Without Umpire, this form would need hand-written logic for country-change effects, conditional rendering gating, cross-field validation wiring, and stale-value cleanup — spread across event handlers, useEffect, and component state:

// Without Umpire — imperative orchestration
function AddressForm() {
const [country, setCountry] = useState('')
const [state, setState] = useState('')
const [province, setProvince] = useState('')
const [postalError, setPostalError] = useState('')
// Manual conditional rendering
const showState = country === 'US'
const showProvince = country === 'CA'
// Manual stale-value cleanup
useEffect(() => {
if (!showState && state) setState('')
}, [showState])
useEffect(() => {
if (!showProvince && province) setProvince('')
}, [showProvince])
// Manual postal code validation
const validatePostal = (code: string) => {
if (!code) return setPostalError('')
switch (country) {
case 'US': ...
case 'CA': ...
case 'UK': ...
}
}
// ... and so on
}

With Umpire, all of this is 5 declarative rules:

import { createReads, fairWhenRead } from '@umpire/reads'
function postalCodeMatchesCountry(code: string, country: unknown) {
switch (country) {
case 'US': return /^\d{5}(-\d{4})?$/.test(code)
case 'CA': return /^[A-Z]\d[A-Z]\s?\d[A-Z]\d$/i.test(code)
case 'UK': return /^[A-Z]{1,2}\d[A-Z\d]?\s?\d[A-Z]{2}$/i.test(code)
default: return true
}
}
const addressReads = createReads({
postalCodeFair: ({ input }) => {
const code = String(input.postalCode ?? '').trim()
return !code || postalCodeMatchesCountry(code, input.country)
},
})
const ump = umpire({
fields: {
street: { required: true, isEmpty: (v) => !v },
city: { required: true, isEmpty: (v) => !v },
country: { required: true, isEmpty: (v) => !v },
state: { required: true, isEmpty: (v) => !v },
province: { required: true, isEmpty: (v) => !v },
postalCode: { required: true, isEmpty: (v) => !v },
},
rules: [
enabledWhen('state', (v) => v.country === 'US', {
reason: 'Only US addresses use states',
}),
enabledWhen('province', (v) => v.country === 'CA', {
reason: 'Only Canadian addresses use provinces',
}),
requires('state', 'country'),
requires('province', 'country'),
fairWhenRead('postalCode', 'postalCodeFair', addressReads, {
reason: 'Invalid format for selected country',
}),
],
})

No useEffect, no manual cleanup, no hand-wired validation wiring. Umpire derives availability, fouls, and validation from the rules alone.

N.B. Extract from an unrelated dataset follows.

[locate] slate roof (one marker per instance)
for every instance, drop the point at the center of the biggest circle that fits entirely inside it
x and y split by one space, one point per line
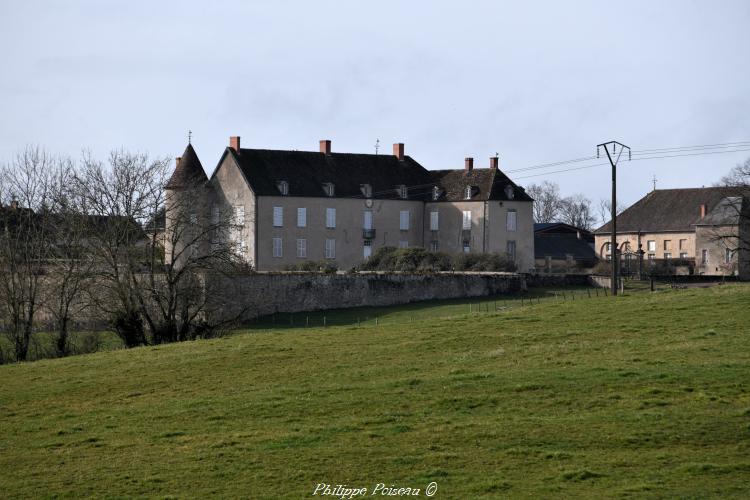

This demo uses @umpire/tanstack-form with TanStack Form and React. Each field component uses TanStack Form’s <form.Field> with per-field validators auto-wired by umpireFieldValidator — Umpire reads its own graph to determine which fields need to revalidate when an upstream changes.

The useUmpireForm hook subscribes to the form store, derives availability and fouls, and applies strike-on-transition automatically. This demo passes that derived surface into small field components, which render null when ump.field(name).enabled is false. You can also gate fields at the parent level with ump.field('state').enabled; it is the same availability signal, so choose the composition style that reads best in your app.